On 6/25/19 5:30 AM, Jan Kara wrote:
> On Tue 04-06-19 07:31:58, Steve Magnani wrote:
>> In some cases, using the 'truncate' command to extend a UDF file results
>> in a mismatch between the length of the file's extents (specifically, due
>> to incorrect length of the final NOT_ALLOCATED extent) and the information
>> (file) length. The discrepancy can prevent other operating systems
>> (i.e., Windows 10) from opening the file.
>>
>> Two particular errors have been observed when extending a file:
>>
>> 1. The final extent is larger than it should be, having been rounded up
>>     to a multiple of the block size.
>>
>> B. The final extent is not shorter than it should be, due to not having
>>     been updated when the file's information length was increased.
>>
>> The first case could represent a design error, if coded intentionally
>> due to a misinterpretation of scantily-documented ECMA-167 "file tail"
>> rules. The standard specifies that the tail, if present, consists of
>> a sequence of "unrecorded and allocated" extents (only).
>>
>> Signed-off-by: Steven J. Magnani <steve@digidescorp.com>
> Thanks for the testcase and the patch! I finally got to reading through
> this in detail. In udf driver in Linux we are generally fine with the last
> extent being rounded up to the block size. udf_truncate_tail_extent() is
> generally responsible for truncating the last extent to appropriate size
> once we are done with the inode.

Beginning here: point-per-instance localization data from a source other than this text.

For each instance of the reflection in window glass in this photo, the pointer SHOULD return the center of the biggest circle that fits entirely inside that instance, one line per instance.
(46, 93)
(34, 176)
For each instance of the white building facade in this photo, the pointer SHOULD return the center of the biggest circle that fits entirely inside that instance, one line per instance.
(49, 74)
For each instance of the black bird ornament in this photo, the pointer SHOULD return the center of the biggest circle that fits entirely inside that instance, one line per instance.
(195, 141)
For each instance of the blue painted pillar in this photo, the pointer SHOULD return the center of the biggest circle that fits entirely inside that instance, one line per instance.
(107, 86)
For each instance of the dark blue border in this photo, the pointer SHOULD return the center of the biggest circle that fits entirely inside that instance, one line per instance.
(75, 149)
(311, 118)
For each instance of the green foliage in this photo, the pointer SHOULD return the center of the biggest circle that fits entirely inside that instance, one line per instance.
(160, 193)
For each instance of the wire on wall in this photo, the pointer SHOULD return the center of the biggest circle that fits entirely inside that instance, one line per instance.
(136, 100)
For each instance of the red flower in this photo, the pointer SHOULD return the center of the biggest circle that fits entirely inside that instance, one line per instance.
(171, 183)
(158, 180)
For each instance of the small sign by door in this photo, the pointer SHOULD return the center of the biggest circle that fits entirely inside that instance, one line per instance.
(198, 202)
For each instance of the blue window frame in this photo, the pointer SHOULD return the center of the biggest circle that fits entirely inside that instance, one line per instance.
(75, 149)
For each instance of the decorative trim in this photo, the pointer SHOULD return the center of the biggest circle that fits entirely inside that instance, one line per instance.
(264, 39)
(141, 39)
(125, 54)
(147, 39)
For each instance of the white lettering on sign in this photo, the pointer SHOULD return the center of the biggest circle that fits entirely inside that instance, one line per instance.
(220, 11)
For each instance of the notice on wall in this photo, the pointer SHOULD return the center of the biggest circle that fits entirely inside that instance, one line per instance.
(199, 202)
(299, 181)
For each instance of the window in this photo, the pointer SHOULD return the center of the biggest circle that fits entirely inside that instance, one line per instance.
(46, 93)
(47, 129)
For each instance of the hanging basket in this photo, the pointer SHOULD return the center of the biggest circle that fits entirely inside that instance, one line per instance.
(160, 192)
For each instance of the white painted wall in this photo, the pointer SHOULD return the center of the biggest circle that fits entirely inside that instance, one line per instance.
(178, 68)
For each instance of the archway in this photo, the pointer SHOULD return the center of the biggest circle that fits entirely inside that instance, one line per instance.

However there are two problems with this:
>
> 1) We used to do this inside udf_clear_inode() back in the old days but
> then switched to a different scheme in commit 2c948b3f86e5f "udf: Avoid IO
> in udf_clear_inode". So this actually breaks workloads where user calls
> truncate(2) directly and there's no place where udf_truncate_tail_extent()
> gets called.
>
> 2) udf_extend_file() sets i_lenExtents == i_size although the last extent
> isn't properly rounded so even if udf_truncate_tail_extent() gets called
> (which is actually the case for truncate(1) which does open, ftruncate,
> close), it will think it has nothing to do and exit.
>
> Now 2) is easily fixed by setting i_lenExtents to real length of extents we
> have created. However that still leaves problem 1) which isn't easy to deal
> with. After some though I think that your solution of making
> udf_do_extend_file() always create appropriately sized extents makes
> sense. However I dislike the calling convention you've chosen. When
> udf_do_extend_file() needs to now byte length, then why not pass it to it
> directly, instead of somewhat cumbersome "sector length + byte offset"
> pair?
>
> Will you update the patch please? Thanks!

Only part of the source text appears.